William Earley, 66, of North Myrtle Beach, S.C.; Brian Gullett, 45, of Clarksville, Pa.; Roswell Tempest Lowry, 88, of Efland, N.C.; and Vernon Stanley, 79, of Fayetteville, W.Va. pleaded guilty in federal court to felony counts of aiding and abetting obtaining a controlled substance by fraud. Mark Clarkson, 64, of Princeton, W.Va., pleaded guilty to five misdemeanor counts of aiding and abetting the misbranding of a drug involved in interstate commerce.

We all know how they got the job done, by now. These folks wrote prescriptions to as many as 65 customers per day. Oxycodone and other controlled substances were churned out with no legitimate medical purpose from 2010 to 2015.

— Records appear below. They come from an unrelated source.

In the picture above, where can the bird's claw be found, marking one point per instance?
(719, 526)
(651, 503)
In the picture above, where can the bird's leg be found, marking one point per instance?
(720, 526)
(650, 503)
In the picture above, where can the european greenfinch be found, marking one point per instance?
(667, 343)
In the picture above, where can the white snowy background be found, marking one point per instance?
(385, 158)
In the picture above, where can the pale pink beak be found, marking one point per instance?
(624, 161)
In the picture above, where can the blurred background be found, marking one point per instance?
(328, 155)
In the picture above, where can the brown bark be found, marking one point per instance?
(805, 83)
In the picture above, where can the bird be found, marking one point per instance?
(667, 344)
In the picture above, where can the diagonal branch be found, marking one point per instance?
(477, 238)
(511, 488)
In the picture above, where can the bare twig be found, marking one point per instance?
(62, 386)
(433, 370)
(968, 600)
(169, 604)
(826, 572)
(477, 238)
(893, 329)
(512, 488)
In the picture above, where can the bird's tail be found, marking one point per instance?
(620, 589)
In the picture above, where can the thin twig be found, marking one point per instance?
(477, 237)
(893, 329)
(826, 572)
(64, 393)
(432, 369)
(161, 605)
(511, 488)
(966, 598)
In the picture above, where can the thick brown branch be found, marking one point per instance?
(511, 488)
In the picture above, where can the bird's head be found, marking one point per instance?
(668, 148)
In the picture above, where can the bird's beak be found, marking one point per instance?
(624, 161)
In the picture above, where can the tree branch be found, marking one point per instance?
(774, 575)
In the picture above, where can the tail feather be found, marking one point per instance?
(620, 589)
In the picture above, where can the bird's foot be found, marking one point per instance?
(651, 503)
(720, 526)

It is good to know they await their punishment.

But as the wheels of justice slowly turn, in the form of lawsuits and criminal convictions, what are we as a state doing to address the underlying causes of the continued substance abuse epidemic? Law enforcement and prosecutors are doing their work. What are lawmakers doing?

There is a clue in the name used for the clinic for which these people peddled their wares. Hope.

Too many in West Virginia still have none.

If we are truly to stop this scourge on our state, we have to be honest with ourselves. Only then will we have hope.